Keri Jowers posted on Tuesday, April 20, 2010 - 7:19 pm
Iím getting ready to do an LTA with 2 time points using a multiply imputed dataset based on 10 smaller datasets. Iíve done LCA, but not LTA, and this is my first time working with MI data.
My understanding is that the steps should be as follows: (1) Fit time 1 LCA using the MI data (with Type=Imputation). (2) Fit time 2 LCA using the MI data. (3) Using the thresholds for the best fitting model for the time 1 LCA as start values, run the LCA on one of the smaller component datasets. Do the same for time 2 with the same smaller dataset. (4) Perform the LTA using the smaller dataset used for the LCAs.
Is that right? If so, when I do step 3, I get different class proportions from the MI and smaller datasets, meaning that the conditional probabilities for individuals are different in the 2 models. How do I resolve that?
Thanks so much for your help!
Keri Jowers posted on Tuesday, April 20, 2010 - 7:26 pm
A clarification on my question: The class proportions are different at the same time point when I use the MI and smaller dataset.

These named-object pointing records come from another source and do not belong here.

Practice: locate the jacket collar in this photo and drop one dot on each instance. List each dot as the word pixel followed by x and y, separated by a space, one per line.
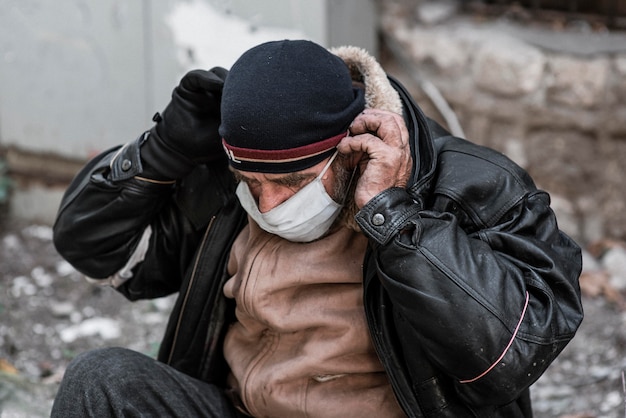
pixel 387 93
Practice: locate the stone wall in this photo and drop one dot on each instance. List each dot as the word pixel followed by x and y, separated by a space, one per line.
pixel 552 100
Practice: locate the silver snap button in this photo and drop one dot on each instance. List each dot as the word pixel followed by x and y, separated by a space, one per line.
pixel 126 165
pixel 378 219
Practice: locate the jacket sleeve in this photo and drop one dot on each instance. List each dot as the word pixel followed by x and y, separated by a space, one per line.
pixel 490 304
pixel 106 211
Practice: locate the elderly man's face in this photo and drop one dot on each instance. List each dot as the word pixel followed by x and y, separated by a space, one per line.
pixel 270 190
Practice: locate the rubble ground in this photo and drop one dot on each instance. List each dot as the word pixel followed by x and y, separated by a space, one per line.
pixel 49 314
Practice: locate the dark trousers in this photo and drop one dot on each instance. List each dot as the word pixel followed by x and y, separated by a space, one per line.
pixel 117 382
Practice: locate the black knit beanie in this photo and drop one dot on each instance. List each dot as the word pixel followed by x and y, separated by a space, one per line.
pixel 285 107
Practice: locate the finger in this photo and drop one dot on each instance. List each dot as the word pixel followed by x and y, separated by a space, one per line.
pixel 363 143
pixel 388 126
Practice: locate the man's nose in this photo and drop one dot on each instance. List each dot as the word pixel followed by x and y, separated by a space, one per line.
pixel 272 195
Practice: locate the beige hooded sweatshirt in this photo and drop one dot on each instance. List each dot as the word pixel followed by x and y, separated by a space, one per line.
pixel 300 346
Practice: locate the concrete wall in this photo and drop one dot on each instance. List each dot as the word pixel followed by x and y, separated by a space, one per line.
pixel 78 76
pixel 552 100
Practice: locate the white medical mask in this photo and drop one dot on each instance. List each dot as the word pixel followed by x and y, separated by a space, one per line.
pixel 304 217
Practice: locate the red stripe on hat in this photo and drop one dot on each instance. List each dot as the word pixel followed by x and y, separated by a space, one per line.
pixel 282 155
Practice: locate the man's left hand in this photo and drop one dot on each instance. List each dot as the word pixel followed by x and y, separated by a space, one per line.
pixel 379 143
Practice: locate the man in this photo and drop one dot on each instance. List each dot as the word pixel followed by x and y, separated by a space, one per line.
pixel 336 253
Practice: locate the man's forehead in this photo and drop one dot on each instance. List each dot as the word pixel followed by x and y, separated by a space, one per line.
pixel 308 172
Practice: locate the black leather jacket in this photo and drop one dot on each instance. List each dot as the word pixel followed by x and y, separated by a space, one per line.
pixel 470 288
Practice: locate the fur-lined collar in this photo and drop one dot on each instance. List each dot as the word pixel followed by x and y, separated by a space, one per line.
pixel 379 94
pixel 365 69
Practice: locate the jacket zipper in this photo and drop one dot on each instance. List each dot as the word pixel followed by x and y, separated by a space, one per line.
pixel 188 291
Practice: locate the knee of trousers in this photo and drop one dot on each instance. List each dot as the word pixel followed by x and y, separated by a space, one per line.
pixel 101 365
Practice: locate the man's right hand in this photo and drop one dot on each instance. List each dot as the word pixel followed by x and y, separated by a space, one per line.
pixel 186 133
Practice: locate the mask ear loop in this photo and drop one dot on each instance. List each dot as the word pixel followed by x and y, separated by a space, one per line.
pixel 328 165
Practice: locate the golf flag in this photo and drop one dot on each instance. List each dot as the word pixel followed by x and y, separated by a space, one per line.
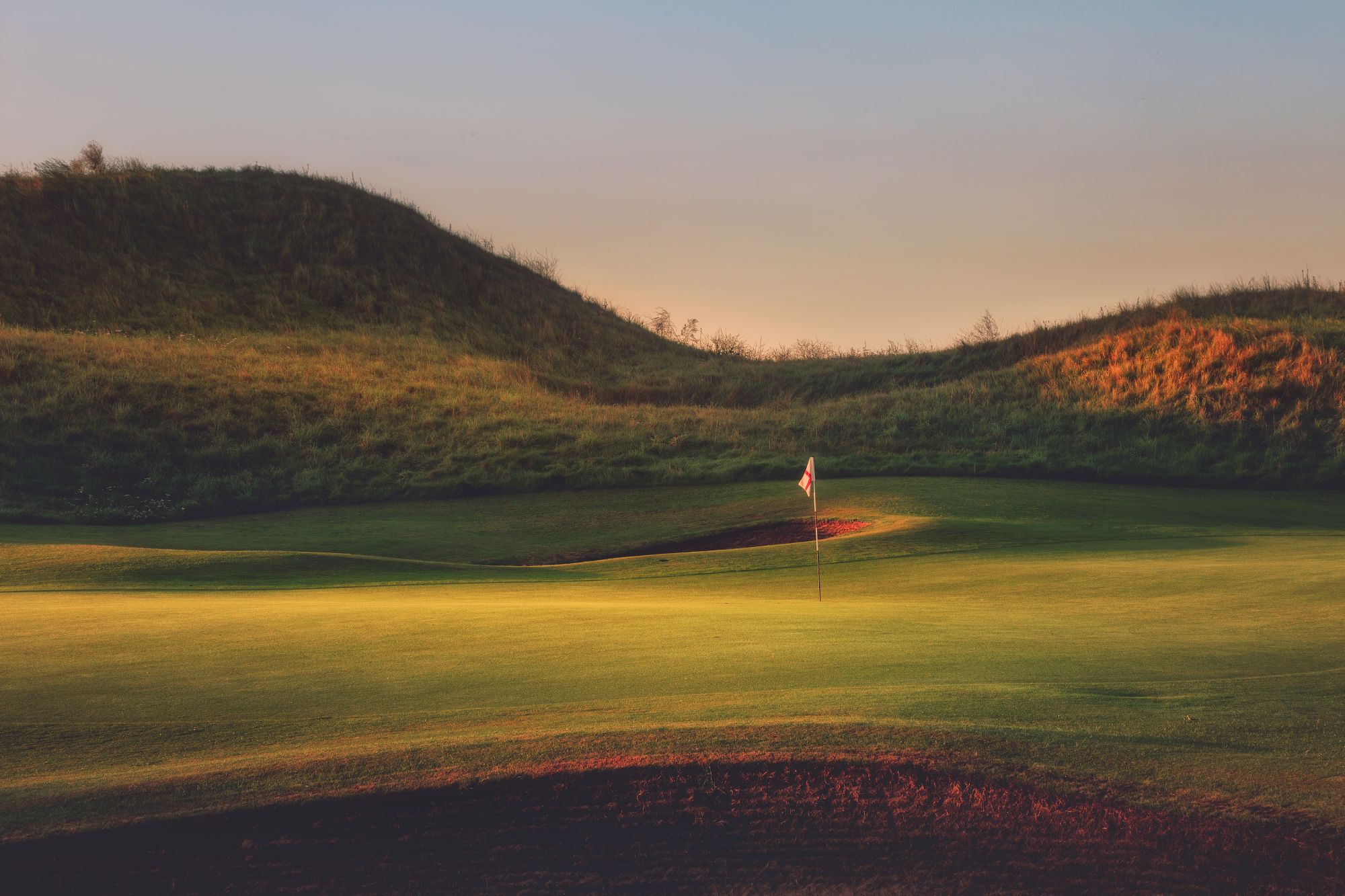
pixel 809 483
pixel 806 482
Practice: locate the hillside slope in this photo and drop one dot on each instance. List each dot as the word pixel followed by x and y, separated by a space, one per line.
pixel 182 251
pixel 182 342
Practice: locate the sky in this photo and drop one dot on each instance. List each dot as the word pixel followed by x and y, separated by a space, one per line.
pixel 852 173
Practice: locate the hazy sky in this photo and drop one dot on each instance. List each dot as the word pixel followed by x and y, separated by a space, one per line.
pixel 852 173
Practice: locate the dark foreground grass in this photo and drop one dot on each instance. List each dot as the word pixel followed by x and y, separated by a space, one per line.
pixel 714 823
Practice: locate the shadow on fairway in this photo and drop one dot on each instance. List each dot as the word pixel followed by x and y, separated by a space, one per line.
pixel 753 826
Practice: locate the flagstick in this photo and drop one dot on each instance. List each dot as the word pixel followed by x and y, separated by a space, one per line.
pixel 817 540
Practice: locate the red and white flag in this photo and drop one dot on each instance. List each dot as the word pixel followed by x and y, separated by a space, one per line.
pixel 806 482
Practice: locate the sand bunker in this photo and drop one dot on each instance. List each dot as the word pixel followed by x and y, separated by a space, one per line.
pixel 778 533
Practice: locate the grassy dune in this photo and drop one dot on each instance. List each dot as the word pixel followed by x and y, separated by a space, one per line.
pixel 1182 647
pixel 181 343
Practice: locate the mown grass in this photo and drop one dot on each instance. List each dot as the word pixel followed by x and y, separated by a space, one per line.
pixel 180 343
pixel 142 427
pixel 1182 646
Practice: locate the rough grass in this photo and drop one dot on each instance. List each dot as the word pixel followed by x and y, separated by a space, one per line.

What do you mean by a multiply imputed dataset based on 10 smaller datasets?
Keri Jowers posted on Wednesday, April 21, 2010 - 9:24 am
Excellent question. This is data I inherited, so my explanation may be a little fuzzy, but it looks like it's actually 10 MI datasets that have been stacked (using Stata). So, the guidance I got was to run the LCA on the stacked data to get start values, then to run the LCA on one of the MI datasets to get cprobs. I suppose I'm unclear as to why, when I do that, I get different class proportions. And then, when I start the LTA, do I use the stacked data or one of the MI datasets? Thanks so much for your patience -- I'm in unfamiliar territory.
It seems like that would work. It makes me suspicious of the data that it does not. You could divide the data set into the ten data sets and do multiple imputation using TYPE=IMPUTATION. You would not get cprobs though. You could run separately for each data set and average the cprobs although I'm not sure if that is correct for imputation.
Keri Jowers posted on Wednesday, April 21, 2010 - 10:41 am
Thanks for your thoughts! It's encouraging that you're suspicious, too. I'll see what I can find out from the source of my data. Are the cprobs something I'll need for the LTA?
Keri Jowers posted on Wednesday, April 21, 2010 - 10:42 am
Sorry -- one more question. Is there any reason you can think of that I couldn't just use the stacked data for all of the analyses rather than trying to duplicate class proportions in one of the MI datasets?
A continuation of the issues above. I decided to increase the number of starts on the stacked data to make sure that I was avoiding local maxima. The 4-class model continues to be the best fit. The problem is that when I use the resulting thresholds to set the parameters in any one of the MI datasets, I get: "ONE OR MORE MULTINOMIAL LOGIT PARAMETERS WERE FIXED TO AVOID SINGULARITY OF THE INFORMATION MATRIX. THE SINGULARITY IS MOST LIKELY BECAUSE THE MODEL IS NOT IDENTIFIED, OR BECAUSE OF EMPTY CELLS IN THE JOINT DISTRIBUTION OF THE CATEGORICAL LATENT VARIABLES AND ANY INDEPENDENT VARIABLES. THE FOLLOWING PARAMETERS WERE FIXED: 2 3", with 2 and 3 being alphas. What's confusing to me is that I'm not including any covariates (the model includes 6 latent class indicators), which is the only other time I've seen this warning.
Even though the class proportions reported in the results from the un-stacked MI dataset show 2 empty classes, the output still provides the proportion of individuals in each of the 4 user-defined classes that endorse "0" or "1" responses for each of the 6 latent class indicators. These proportions replicate over the 10 MI datasets. I'm wondering if these are usable proportions for tables/graphs, and I'm wondering if I need to somehow modify my model to make it identifiable, even though it's identified in the stacked data.